Poultry in 1910 Michigan

Chris Grosser sent me this inquiry:

 I am writing a novel based in 1910's Hamtramck, Michigan where Polish immigrants are raising chickens in their front and backyards. What kind of chickens might they have raised? I'm looking for some description or images to lend historical accuracy to my writing. Could you refer me to a particular website?

My suggestions:

I’m not familiar with Michigan’s geography, but I found several references to chickens in Commercial Poultry magazines of April and August, 1910. The Michigan Poultry Breeders Association was active, electing new officers in Port Huron in March. There may be some state records in the Michigan State Archives,

In magazines of that year, Barred and Buff Plymouth Rocks, White and Buff Wyandottes, White Buff and Partridge Orpingtons and Light Brahmas are frequently mentioned in advertising. The ad below, from the Poultry Item of June 1910, is typical.

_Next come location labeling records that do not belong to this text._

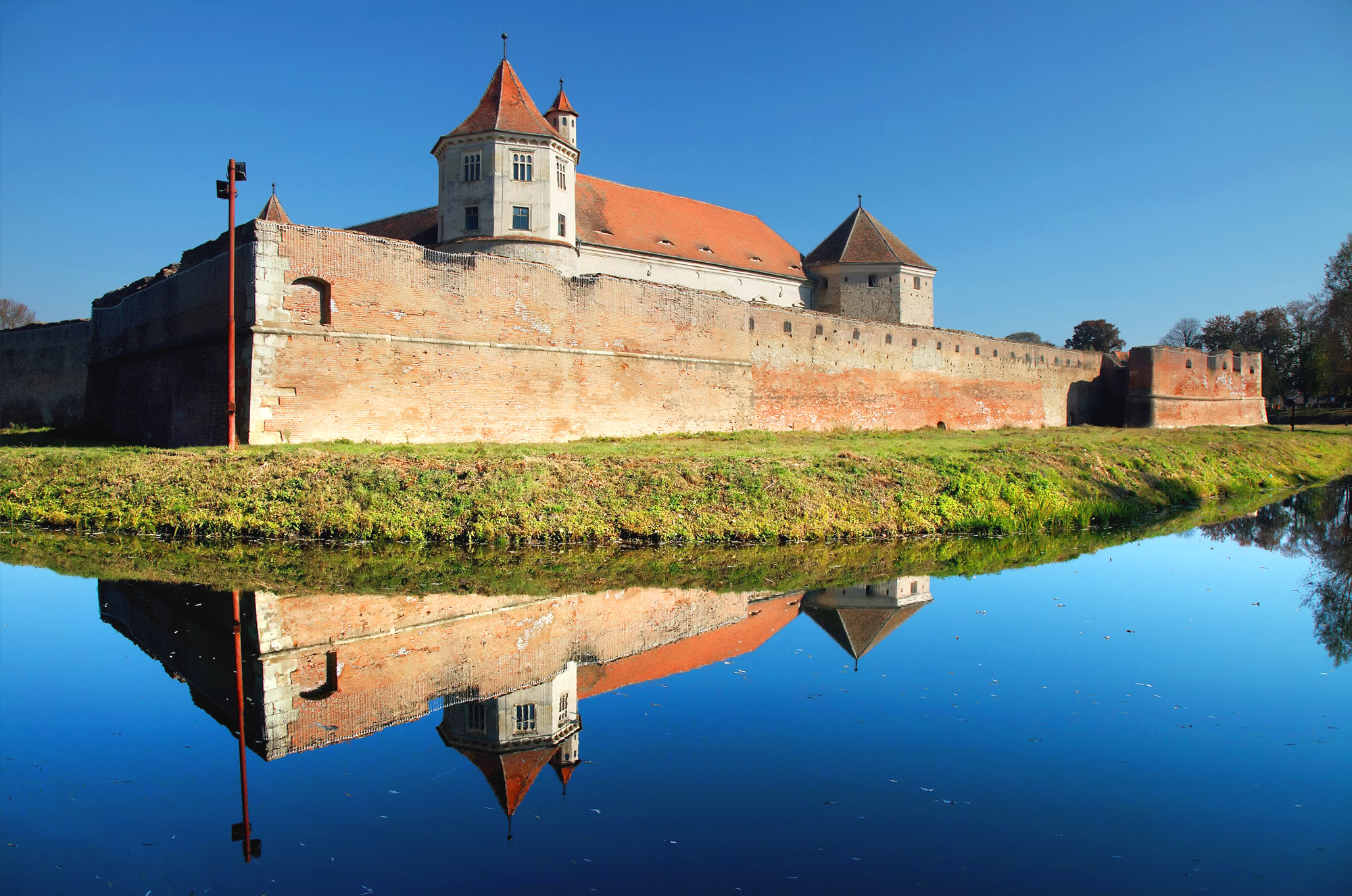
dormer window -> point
(525, 718)
(523, 167)
(477, 718)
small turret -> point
(563, 117)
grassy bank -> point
(713, 487)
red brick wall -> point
(427, 348)
(1184, 387)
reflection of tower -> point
(513, 737)
(861, 617)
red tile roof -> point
(766, 618)
(620, 217)
(562, 103)
(862, 240)
(274, 211)
(417, 228)
(506, 107)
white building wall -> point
(788, 293)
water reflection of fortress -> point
(506, 671)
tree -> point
(1307, 368)
(1096, 336)
(1185, 334)
(1338, 317)
(16, 314)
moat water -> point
(1155, 710)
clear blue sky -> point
(1135, 161)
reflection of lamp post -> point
(226, 190)
(243, 830)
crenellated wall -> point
(424, 347)
(1184, 387)
(344, 334)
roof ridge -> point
(377, 221)
(689, 199)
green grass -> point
(743, 487)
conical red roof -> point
(274, 211)
(510, 774)
(506, 107)
(562, 103)
(563, 770)
(863, 240)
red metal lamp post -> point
(226, 190)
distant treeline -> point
(1307, 345)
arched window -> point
(310, 299)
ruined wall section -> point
(158, 357)
(819, 372)
(1170, 389)
(427, 347)
(44, 370)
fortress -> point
(533, 303)
(509, 674)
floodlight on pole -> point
(226, 190)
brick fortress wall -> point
(427, 347)
(1182, 387)
(43, 374)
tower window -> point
(525, 718)
(473, 166)
(523, 167)
(475, 718)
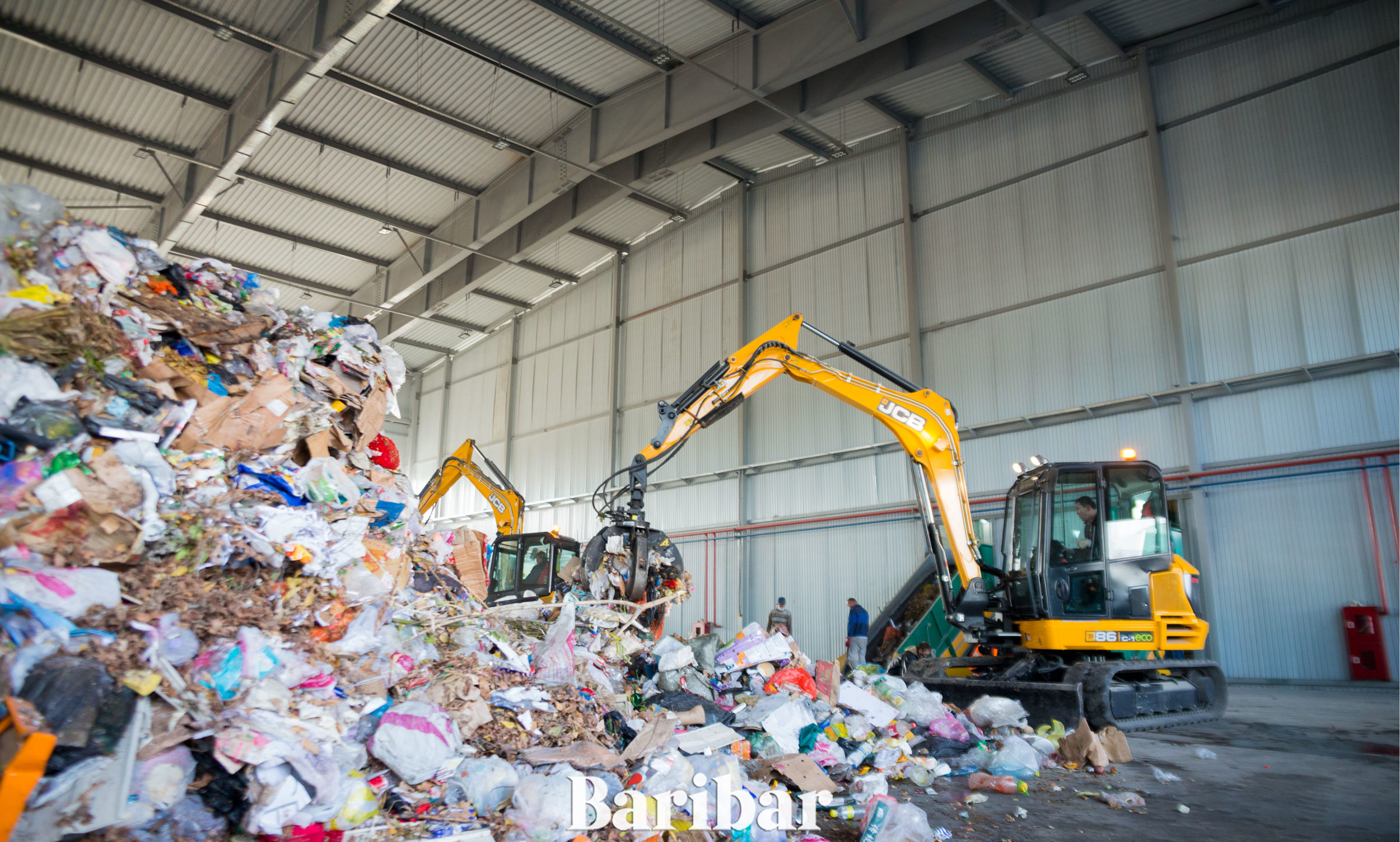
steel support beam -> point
(174, 87)
(297, 238)
(908, 124)
(992, 79)
(376, 158)
(497, 297)
(734, 13)
(79, 177)
(805, 62)
(732, 171)
(804, 144)
(256, 111)
(426, 346)
(603, 241)
(580, 18)
(494, 57)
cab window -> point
(1024, 537)
(505, 567)
(1074, 534)
(1135, 518)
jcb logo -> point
(900, 414)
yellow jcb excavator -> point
(522, 567)
(1088, 582)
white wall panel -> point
(1309, 155)
(1210, 77)
(1333, 413)
(822, 206)
(563, 383)
(562, 461)
(1073, 227)
(1009, 144)
(855, 293)
(667, 350)
(583, 310)
(701, 255)
(1326, 296)
(1289, 554)
(816, 568)
(1071, 352)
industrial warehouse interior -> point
(699, 420)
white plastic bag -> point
(542, 807)
(1017, 757)
(923, 705)
(906, 823)
(992, 711)
(553, 659)
(415, 739)
(488, 782)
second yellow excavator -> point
(1085, 612)
(522, 565)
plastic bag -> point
(553, 659)
(866, 787)
(948, 728)
(541, 807)
(682, 656)
(791, 679)
(188, 821)
(68, 591)
(415, 739)
(325, 481)
(111, 259)
(488, 782)
(922, 705)
(857, 726)
(360, 804)
(996, 712)
(1017, 757)
(906, 823)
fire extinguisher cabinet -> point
(1365, 645)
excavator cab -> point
(1082, 540)
(530, 567)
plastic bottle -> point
(1003, 784)
(919, 775)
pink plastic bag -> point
(948, 729)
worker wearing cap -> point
(780, 619)
(857, 632)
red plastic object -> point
(388, 452)
(794, 679)
(1365, 645)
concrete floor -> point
(1292, 764)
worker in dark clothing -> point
(857, 633)
(780, 619)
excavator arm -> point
(506, 503)
(923, 422)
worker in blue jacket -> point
(857, 634)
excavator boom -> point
(506, 503)
(923, 422)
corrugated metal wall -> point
(1040, 286)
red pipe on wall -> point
(1375, 539)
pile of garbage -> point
(223, 615)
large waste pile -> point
(222, 605)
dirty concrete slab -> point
(1292, 764)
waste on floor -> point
(225, 616)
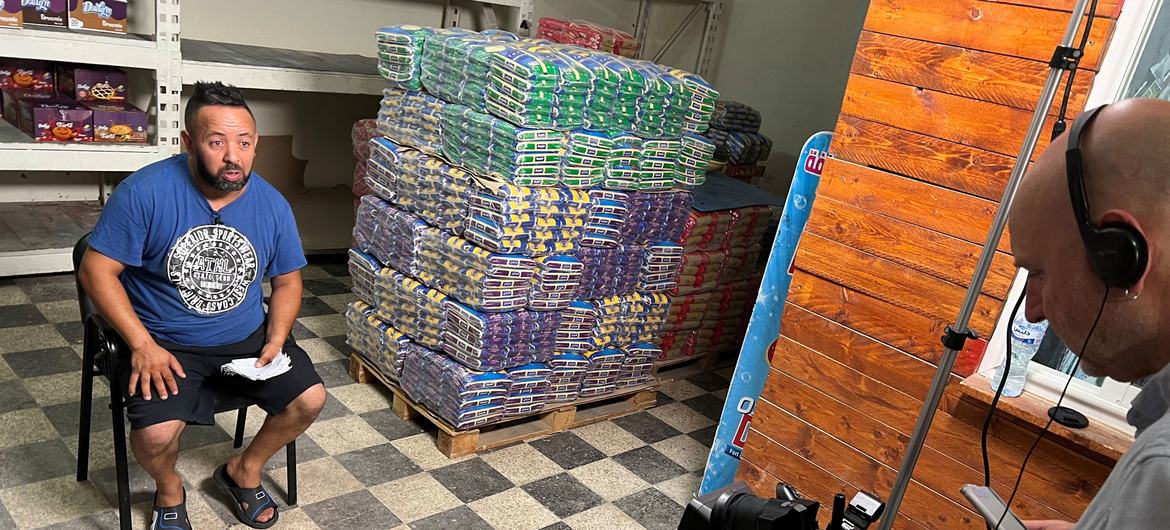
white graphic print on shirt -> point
(212, 266)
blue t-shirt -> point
(191, 280)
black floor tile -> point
(563, 495)
(646, 427)
(472, 480)
(358, 510)
(568, 449)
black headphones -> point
(1116, 250)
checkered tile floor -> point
(360, 466)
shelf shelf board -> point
(254, 67)
(38, 238)
(19, 152)
(63, 46)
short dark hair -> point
(213, 94)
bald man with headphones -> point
(1089, 222)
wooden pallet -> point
(682, 367)
(559, 417)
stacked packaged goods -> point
(529, 391)
(462, 397)
(717, 281)
(374, 339)
(496, 341)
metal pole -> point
(678, 32)
(914, 447)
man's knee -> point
(309, 404)
(158, 438)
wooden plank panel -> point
(900, 328)
(1002, 28)
(941, 484)
(955, 118)
(948, 164)
(899, 411)
(929, 252)
(862, 353)
(1107, 8)
(952, 213)
(919, 504)
(892, 282)
(887, 446)
(978, 75)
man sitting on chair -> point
(174, 266)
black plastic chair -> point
(103, 351)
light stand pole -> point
(1064, 57)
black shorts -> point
(195, 400)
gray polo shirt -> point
(1137, 493)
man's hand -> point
(152, 366)
(268, 353)
(1048, 525)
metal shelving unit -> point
(50, 246)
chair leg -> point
(241, 418)
(87, 407)
(121, 461)
(291, 469)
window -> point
(1136, 64)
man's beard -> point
(218, 181)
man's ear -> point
(1117, 215)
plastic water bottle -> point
(1026, 339)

E.L. Keyser wrote a detailed account of Poultry Breeds and Varieties in the April issue, covering all 23 breeds and 71 varieties that were recognized by the APA at that time: six American breeds, three Asiatic, three English and five Mediterranean. Polish, Dutch and Games had their own classes, each with a single breed and several varieties. A separate French class had three breeds. He also acknowledges a dozen unrecognized breeds, but does not describe them in detail. 

Advertisements for single comb white and buff Orpingtons appear, along with single comb white Leghorns. Farms are located in Grand Ledge and Muskegon.

The August issue lists poultry shows planned for Dowagiac, Grand Ledge, Holland, Ithaca, Jackson and Marcellus. Names of judges and show secretaries are included. Let me know if these would be of help.

Although I haven’t yet found any items specifically mentioning Poland, poultry was extending into international circles from Michigan. A news story tells of Fred Harrison of Menominee shipping a trio of Rhode Island Reds to Old Mexico and two settings of eggs to Sweden. “So within a short time the descendants of Menominee’s fancy poultry will be strutting magnificently about the door of a hacienda or adobe house or picking kernels from a tiled yard in far-off Sweden,” the unsigned item reports.

The National Agriculture Library lists 65 collections in its Manuscript Collections. This may well include information about Michigan poultry of that era. Peruse the listings here,, and request assistance from the librarians at

I'll continue to explore the collection of antique books and magazine for references specifically to the breeds that  Polish immigrants would have favored. Certainly, all these would be historically accurate for the time and place.